ROTATIONAL STIFFNESS AND BENDING STRENGTH OF STEEL CONNECTIONS IN TIMBER LATTICE SHELL

Abstract

 In recent years, timber structures are popularly applied for lattice shell roofs to create a long span space due to lightweight and aesthetics. This research proposes several types of steel connections for timber lattice shells improving structural performance and architectural appearance. The out-of-plane flexural strength and rotational stiffness of the proposed connections are examined by full-scale experiments. Based on the experimental results, the seismic performance of timber lattice shell roofs using proposed connections is investigated.
 Dimensions of a single-layer timber lattice shell are assumed to be 24 m × 24 m × 3.2 m. The five types of connections are proposed for this single layer lattice shell as shown in Fig. 2. Rectangular laminated timber members are fixed to tee or wide flange section with lag screws. These connections basically resist to out-of-plane bending moment by the pull-out force of lag screws and bearing force between the timber members and steel connections as shown in Fig. 3. Tests on three specimens for each type of connection were carried out to confirm the rotational stiffness, flexural strength and fracture mode with respect to out-of-plane bending.
 Numerical simulations of a single-layered timber lattice shells illustrated in Figs. 7 and 8 using proposed five types of connections were conducted to investigate their buckling loads. The strength reduction factor for elastic buckling load against linear buckling load α₀ was estimated approximately as 0.9. Fig. 10 shows that the strength reduction factor due to connection stiffness β(κ), stipulated in AIJ Recommendation for Design of Latticed Shell Roof Structures (AIJ Rec for Shell), and found to be less than the calculated values in numerical simulations with evaluated connection stiffness in the tests. The effect of timber shear stiffness on the strength reduction factor was also investigated. At last, elastic buckling load of timber lattice shells could be estimated multiplying reduction factors α₀ and β(κ) to linear buckling load. The findings are summarized as follows.

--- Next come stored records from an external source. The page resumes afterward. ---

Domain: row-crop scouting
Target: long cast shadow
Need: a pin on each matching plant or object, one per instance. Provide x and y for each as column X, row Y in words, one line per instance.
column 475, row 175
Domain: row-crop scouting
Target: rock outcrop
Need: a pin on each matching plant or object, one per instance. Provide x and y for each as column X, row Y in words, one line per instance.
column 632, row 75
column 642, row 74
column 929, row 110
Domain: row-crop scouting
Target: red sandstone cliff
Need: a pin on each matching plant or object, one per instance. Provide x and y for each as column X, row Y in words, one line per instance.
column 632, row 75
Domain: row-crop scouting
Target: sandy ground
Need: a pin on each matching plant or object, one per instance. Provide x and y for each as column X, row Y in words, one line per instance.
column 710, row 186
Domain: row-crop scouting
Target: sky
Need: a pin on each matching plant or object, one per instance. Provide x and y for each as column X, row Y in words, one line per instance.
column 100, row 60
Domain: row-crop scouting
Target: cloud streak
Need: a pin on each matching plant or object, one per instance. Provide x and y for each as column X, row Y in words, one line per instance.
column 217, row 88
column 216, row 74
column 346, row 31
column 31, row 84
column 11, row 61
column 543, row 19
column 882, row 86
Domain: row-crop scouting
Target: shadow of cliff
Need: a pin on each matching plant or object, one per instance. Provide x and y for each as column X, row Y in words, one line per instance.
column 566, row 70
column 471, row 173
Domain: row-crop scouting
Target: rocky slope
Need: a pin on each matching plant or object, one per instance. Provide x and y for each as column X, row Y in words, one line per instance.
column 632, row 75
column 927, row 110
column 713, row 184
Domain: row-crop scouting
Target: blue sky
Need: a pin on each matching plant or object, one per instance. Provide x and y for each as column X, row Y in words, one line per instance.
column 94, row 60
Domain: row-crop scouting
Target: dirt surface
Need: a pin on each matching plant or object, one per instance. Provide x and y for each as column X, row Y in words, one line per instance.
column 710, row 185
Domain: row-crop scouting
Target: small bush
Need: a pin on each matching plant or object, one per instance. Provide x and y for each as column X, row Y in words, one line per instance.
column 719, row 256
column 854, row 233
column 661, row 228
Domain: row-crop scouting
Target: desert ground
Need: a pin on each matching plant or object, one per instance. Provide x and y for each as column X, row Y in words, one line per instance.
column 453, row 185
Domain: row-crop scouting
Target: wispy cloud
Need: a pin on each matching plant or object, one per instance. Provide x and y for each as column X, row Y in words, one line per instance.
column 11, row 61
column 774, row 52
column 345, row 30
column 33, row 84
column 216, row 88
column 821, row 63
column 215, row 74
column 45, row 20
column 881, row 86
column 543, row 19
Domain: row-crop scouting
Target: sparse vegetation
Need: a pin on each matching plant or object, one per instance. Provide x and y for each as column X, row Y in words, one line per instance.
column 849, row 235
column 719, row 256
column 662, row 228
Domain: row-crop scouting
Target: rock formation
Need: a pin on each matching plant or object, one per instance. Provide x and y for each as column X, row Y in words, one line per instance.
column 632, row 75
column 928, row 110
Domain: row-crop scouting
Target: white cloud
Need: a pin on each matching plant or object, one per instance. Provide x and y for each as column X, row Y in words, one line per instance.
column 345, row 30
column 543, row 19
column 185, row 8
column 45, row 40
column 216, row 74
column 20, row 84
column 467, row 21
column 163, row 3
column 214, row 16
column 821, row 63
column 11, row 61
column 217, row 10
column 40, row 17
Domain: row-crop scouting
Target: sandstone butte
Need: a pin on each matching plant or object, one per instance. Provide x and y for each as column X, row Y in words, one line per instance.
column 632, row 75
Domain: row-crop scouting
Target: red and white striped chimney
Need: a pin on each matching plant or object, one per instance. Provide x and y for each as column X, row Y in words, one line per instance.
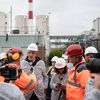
column 30, row 17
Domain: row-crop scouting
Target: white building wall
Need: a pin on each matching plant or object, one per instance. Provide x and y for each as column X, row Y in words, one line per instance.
column 3, row 23
column 21, row 24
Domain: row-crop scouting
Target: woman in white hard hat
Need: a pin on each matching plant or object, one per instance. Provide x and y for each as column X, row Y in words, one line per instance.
column 33, row 64
column 89, row 51
column 58, row 80
column 50, row 72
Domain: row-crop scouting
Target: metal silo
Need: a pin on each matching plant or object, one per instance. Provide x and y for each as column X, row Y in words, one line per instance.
column 21, row 24
column 3, row 23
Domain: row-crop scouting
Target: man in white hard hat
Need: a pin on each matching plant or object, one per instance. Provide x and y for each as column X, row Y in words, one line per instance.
column 10, row 92
column 35, row 64
column 58, row 80
column 53, row 61
column 89, row 51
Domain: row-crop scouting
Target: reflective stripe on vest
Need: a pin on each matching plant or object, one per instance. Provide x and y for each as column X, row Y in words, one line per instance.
column 28, row 85
column 75, row 82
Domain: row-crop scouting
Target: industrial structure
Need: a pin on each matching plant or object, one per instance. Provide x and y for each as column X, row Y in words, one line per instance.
column 3, row 23
column 42, row 28
column 30, row 17
column 21, row 24
column 61, row 41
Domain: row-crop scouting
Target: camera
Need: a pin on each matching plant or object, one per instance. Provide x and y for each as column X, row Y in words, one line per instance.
column 10, row 73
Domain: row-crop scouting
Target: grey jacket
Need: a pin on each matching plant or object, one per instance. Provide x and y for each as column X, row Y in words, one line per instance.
column 89, row 86
column 56, row 78
column 40, row 71
column 10, row 92
column 93, row 95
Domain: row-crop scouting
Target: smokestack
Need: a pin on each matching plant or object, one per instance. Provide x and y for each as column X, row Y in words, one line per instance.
column 30, row 17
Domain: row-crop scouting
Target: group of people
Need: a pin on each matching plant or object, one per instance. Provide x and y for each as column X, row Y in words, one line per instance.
column 74, row 76
column 80, row 81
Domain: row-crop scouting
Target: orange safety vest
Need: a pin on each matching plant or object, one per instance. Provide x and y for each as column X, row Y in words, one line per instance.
column 76, row 83
column 26, row 83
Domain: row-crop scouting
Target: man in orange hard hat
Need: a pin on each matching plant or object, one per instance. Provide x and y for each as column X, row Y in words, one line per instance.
column 78, row 75
column 25, row 82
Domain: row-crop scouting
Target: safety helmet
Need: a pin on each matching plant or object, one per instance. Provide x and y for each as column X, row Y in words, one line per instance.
column 90, row 49
column 3, row 56
column 74, row 50
column 32, row 47
column 14, row 54
column 64, row 56
column 54, row 58
column 60, row 63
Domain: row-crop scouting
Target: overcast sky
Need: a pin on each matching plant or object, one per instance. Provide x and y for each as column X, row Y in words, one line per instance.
column 67, row 16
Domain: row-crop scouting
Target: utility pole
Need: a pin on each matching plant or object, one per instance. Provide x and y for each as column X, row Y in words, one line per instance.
column 10, row 19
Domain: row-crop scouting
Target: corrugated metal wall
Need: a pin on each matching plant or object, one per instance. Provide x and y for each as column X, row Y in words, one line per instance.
column 21, row 41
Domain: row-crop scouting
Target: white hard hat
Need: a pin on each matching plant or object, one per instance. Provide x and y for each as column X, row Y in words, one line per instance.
column 64, row 56
column 2, row 56
column 32, row 47
column 90, row 49
column 60, row 63
column 54, row 58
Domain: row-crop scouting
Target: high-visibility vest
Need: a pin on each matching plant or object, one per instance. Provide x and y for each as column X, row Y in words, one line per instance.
column 76, row 82
column 26, row 83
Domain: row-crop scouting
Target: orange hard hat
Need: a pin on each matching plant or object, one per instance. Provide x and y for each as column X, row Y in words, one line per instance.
column 74, row 50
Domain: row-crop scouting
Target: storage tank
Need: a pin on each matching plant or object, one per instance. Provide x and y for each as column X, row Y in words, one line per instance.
column 3, row 23
column 21, row 24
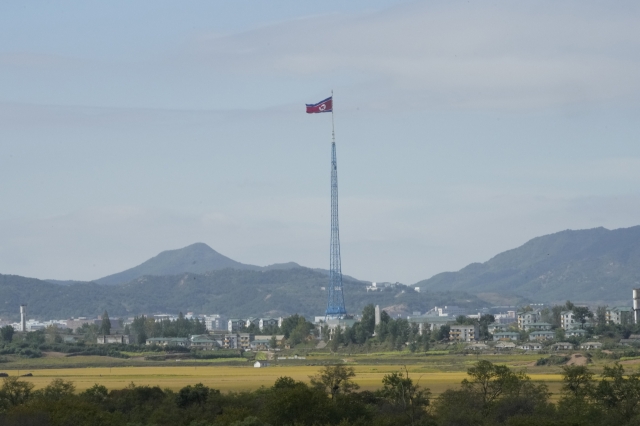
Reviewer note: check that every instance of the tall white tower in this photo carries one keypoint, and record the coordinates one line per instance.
(23, 317)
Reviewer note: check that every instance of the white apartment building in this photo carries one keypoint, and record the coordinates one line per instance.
(567, 320)
(464, 333)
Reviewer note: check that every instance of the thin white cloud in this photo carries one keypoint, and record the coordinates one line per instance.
(482, 55)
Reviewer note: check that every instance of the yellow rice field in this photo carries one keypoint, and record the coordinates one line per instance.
(231, 378)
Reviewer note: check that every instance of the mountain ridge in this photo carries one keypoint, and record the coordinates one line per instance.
(591, 264)
(197, 258)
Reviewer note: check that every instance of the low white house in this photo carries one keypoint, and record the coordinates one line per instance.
(504, 346)
(478, 347)
(531, 346)
(542, 335)
(506, 335)
(563, 346)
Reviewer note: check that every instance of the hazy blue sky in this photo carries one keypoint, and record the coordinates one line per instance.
(463, 130)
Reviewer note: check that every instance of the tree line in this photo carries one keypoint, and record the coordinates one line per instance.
(490, 395)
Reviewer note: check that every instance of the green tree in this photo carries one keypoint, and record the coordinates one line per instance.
(96, 393)
(601, 316)
(7, 333)
(405, 395)
(105, 326)
(577, 391)
(577, 381)
(619, 394)
(443, 332)
(14, 392)
(491, 381)
(582, 313)
(368, 321)
(336, 339)
(556, 315)
(56, 390)
(335, 379)
(194, 395)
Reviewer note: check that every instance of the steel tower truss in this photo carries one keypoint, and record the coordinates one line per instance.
(335, 305)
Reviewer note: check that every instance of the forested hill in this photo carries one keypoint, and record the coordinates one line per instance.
(229, 292)
(586, 265)
(197, 258)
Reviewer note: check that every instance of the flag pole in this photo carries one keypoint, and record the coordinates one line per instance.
(333, 129)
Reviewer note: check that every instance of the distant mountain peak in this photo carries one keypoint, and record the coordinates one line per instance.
(197, 258)
(594, 264)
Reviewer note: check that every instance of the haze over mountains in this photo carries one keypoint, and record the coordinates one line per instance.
(587, 265)
(197, 258)
(593, 265)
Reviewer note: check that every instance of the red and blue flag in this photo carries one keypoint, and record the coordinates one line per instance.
(322, 106)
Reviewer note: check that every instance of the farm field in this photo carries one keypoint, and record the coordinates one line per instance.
(230, 378)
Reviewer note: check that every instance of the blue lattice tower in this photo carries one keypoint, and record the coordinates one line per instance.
(335, 305)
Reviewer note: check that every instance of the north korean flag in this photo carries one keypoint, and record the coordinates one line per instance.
(322, 106)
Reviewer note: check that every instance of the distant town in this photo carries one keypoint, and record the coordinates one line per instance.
(526, 328)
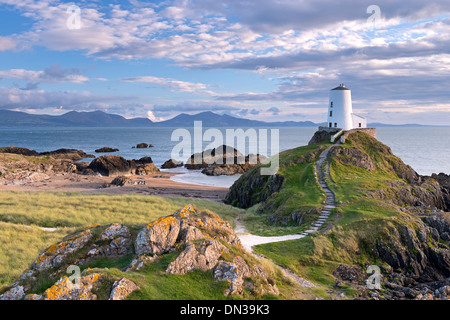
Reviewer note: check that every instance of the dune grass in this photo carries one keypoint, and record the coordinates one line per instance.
(61, 209)
(23, 214)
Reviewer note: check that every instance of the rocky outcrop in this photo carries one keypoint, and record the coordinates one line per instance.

 (1) The maximum flexural strength of the proposed connections ranges 0.34 to 0.87 times the laminated material bending strength M_b, and the normalized rotational stiffness ratio κ (Eq. (56)) ranges from 7.5 to 22. This rotational stiffness ratio values indicate that the proposed connections are categorized as medium stiffness for single layer timber lattice shells.
 (2) In tee flange connections, the rotational stiffness and flexural strength increase as the wrap length elongates. The wide flange connections exhibited maximum flexural strength, though the rotational stiffness is smaller than other connections with equivalent wrap length,
 (3) Evaluation formulas to calculate the rotational stiffness and the flexural strength for the proposed connections are provided. The values calculated by the formulas generally correspond to the test results with a safety margin.
 (4) The knockdown factor β(κ) for the buckling load of timber lattice shells in of each connections range from 0.74 to 0.87, which is applicable for practical design of single-layered timber lattice shell roofs.
 (5) The elastic buckling load of timber lattice shell roofs with the proposed connections can be evaluated multiplying the reduction factor γ_t , the knockdown factor β(κ) f and the reduction coefficient α₀ which can be assumed 0.9 to the linear buckling load.